The CET Brazil program was really amazing. The best part, for me, was staying with a Brazilian roommate. This is different than most study abroad programs, where you stay with a host family, but for me it was ideal. I was able to connect with my roommate as a peer and friend, and we were able to share so many experiences and support each other in so many ways. It was amazing to be able to share the experience with someone who was also young and a student, to be able to see São Paulo and talk about São Paulo with other young people.
The school, PUC, is a really unique place. Lots of interesting and radical young people, a lot of really cool seminars happening, with art everywhere. I was repeatedly surprised and impressed with the conversations happening at/facilitated by the school.
It was definitely a big city, which is an environment I was not used to living in, and I loved it. If you are looking for a more rural, nature-focused program, this one won't be for you. But the city has so much to offer and so many amazing sights, places to eat, places to see, people to meet, free events, museums, music, and more. (These are the things that you sometimes have to go out there and find - facebook was a great resource for cool events happening around the city, and museums almost always had something going on, exhibits and seminars and special events. And almost always free!) And at certain points in the program, such as our trip to Salvador de Bahía and Paraty, we were able to get a sense of the more scenic and green parts of Brazil, which was amazing, but an exception to the everyday routine of the program. The program also has a lot of built in excursions which, if you take full advantage, can really give you a great picture of the city and show you things you probably wouldn't have been able to find on your own. The program was very structured, which for me was helpful, but if you are looking for more independence, this probably wouldn't be for you.
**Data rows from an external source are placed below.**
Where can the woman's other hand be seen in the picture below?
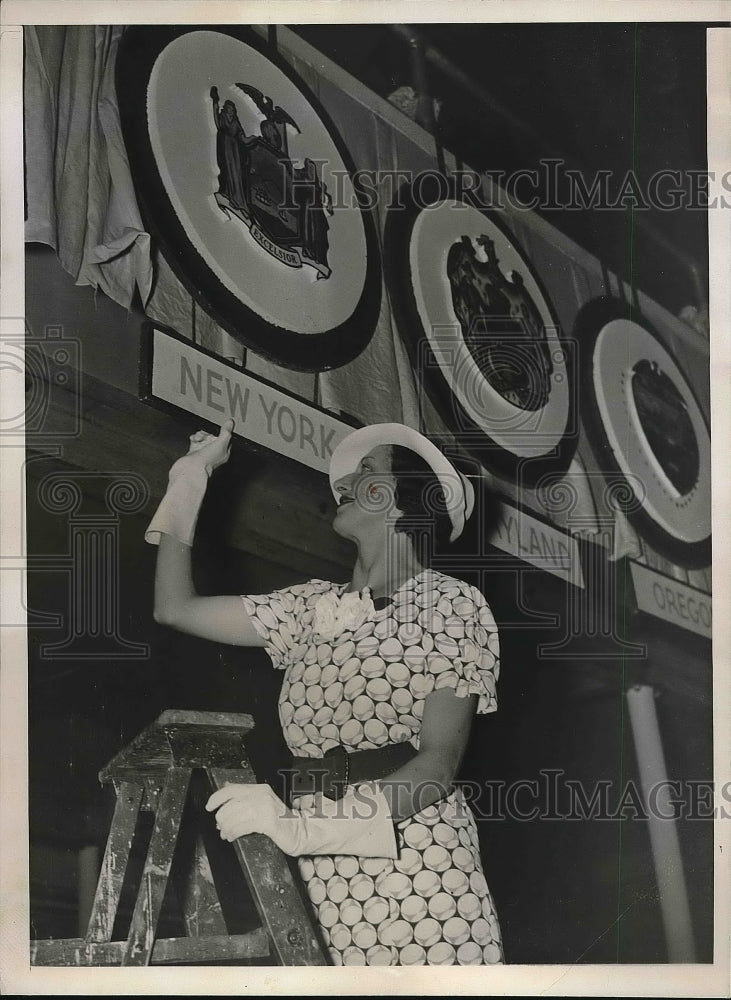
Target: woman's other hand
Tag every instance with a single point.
(244, 809)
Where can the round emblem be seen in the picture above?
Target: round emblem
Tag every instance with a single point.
(248, 187)
(482, 335)
(646, 426)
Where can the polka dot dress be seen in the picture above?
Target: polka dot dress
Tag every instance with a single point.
(366, 688)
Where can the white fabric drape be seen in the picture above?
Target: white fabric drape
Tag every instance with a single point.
(80, 194)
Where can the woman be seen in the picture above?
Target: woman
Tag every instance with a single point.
(399, 653)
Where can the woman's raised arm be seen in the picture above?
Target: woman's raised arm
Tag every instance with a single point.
(176, 603)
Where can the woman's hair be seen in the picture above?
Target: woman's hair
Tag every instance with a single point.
(419, 495)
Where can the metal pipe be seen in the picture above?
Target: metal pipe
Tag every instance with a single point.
(664, 840)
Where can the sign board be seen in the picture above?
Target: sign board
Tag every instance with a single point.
(181, 374)
(522, 535)
(672, 601)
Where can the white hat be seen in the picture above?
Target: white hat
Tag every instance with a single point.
(458, 491)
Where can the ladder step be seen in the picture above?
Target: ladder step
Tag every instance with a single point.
(214, 948)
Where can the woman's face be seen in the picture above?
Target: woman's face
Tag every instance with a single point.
(366, 496)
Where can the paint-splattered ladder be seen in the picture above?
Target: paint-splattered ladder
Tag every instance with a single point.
(169, 770)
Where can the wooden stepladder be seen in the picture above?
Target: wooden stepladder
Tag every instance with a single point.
(169, 770)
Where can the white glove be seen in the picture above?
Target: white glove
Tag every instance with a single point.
(178, 511)
(359, 823)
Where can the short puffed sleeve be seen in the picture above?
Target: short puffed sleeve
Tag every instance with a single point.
(461, 631)
(279, 617)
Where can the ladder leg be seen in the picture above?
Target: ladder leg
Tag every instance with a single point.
(282, 909)
(156, 872)
(114, 865)
(197, 891)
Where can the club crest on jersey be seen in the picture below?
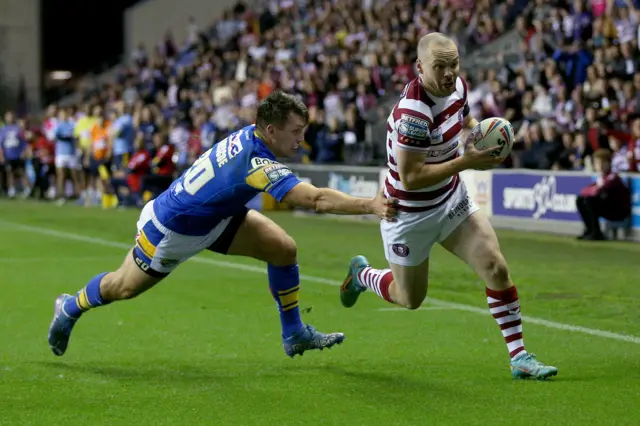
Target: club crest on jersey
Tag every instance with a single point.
(413, 127)
(275, 172)
(436, 136)
(401, 250)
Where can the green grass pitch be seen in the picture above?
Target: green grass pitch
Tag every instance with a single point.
(203, 348)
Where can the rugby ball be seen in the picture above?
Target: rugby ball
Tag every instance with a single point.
(494, 131)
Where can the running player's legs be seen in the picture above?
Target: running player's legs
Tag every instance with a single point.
(475, 242)
(261, 238)
(407, 245)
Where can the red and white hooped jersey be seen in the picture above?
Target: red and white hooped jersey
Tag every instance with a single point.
(429, 125)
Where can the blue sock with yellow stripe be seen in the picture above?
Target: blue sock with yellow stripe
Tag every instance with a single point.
(284, 282)
(87, 298)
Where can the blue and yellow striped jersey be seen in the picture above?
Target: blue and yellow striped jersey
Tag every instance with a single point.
(221, 182)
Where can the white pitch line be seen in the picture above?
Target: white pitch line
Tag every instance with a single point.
(319, 280)
(422, 308)
(52, 259)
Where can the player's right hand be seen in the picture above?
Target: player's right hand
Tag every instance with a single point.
(384, 207)
(482, 160)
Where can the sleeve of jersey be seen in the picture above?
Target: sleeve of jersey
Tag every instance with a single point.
(414, 131)
(275, 179)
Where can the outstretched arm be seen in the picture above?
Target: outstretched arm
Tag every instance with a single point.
(326, 200)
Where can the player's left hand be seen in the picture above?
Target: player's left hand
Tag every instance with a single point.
(384, 207)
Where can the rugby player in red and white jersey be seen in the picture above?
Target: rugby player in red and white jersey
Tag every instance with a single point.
(423, 137)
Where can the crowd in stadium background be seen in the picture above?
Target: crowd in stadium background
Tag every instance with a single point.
(574, 87)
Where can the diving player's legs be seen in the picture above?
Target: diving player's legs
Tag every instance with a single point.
(262, 239)
(133, 277)
(126, 282)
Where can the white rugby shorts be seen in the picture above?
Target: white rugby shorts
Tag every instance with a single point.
(159, 251)
(64, 161)
(409, 240)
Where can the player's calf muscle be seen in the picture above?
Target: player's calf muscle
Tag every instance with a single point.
(495, 272)
(126, 283)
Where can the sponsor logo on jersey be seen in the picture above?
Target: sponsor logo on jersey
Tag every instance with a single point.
(234, 147)
(413, 127)
(259, 161)
(169, 263)
(432, 153)
(436, 136)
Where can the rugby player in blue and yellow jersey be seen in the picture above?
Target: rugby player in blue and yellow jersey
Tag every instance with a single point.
(205, 209)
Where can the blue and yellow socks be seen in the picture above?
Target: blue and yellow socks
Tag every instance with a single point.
(284, 282)
(87, 298)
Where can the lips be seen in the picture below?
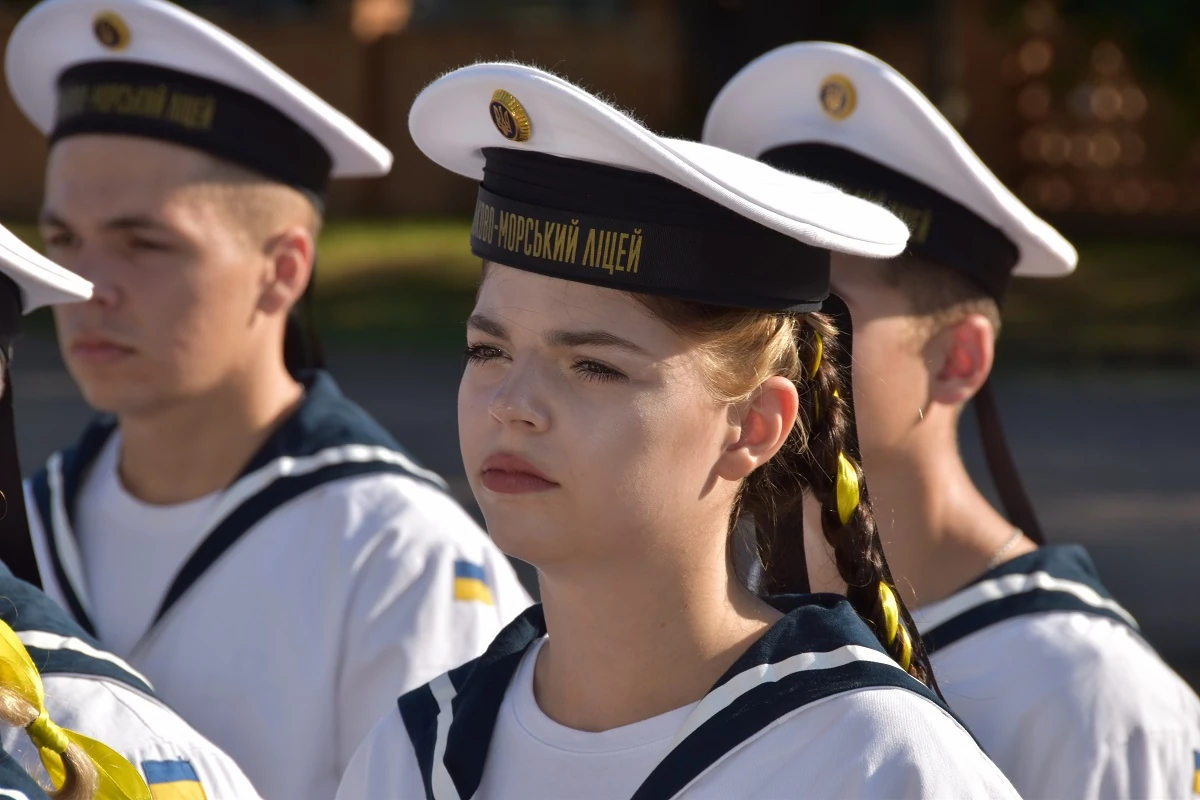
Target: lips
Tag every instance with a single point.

There was a lot of independence, especially since we live with roommates rather than families, but the structure made a big difference (in a good way) for me.
The social justice focus of the program was prominent in almost every aspect. We were constantly having critical conversations about what we were experiencing and certain power dynamics in every situation. It was really great to have a staff and a peer group of students to prepare and reflect with, and I always felt supported.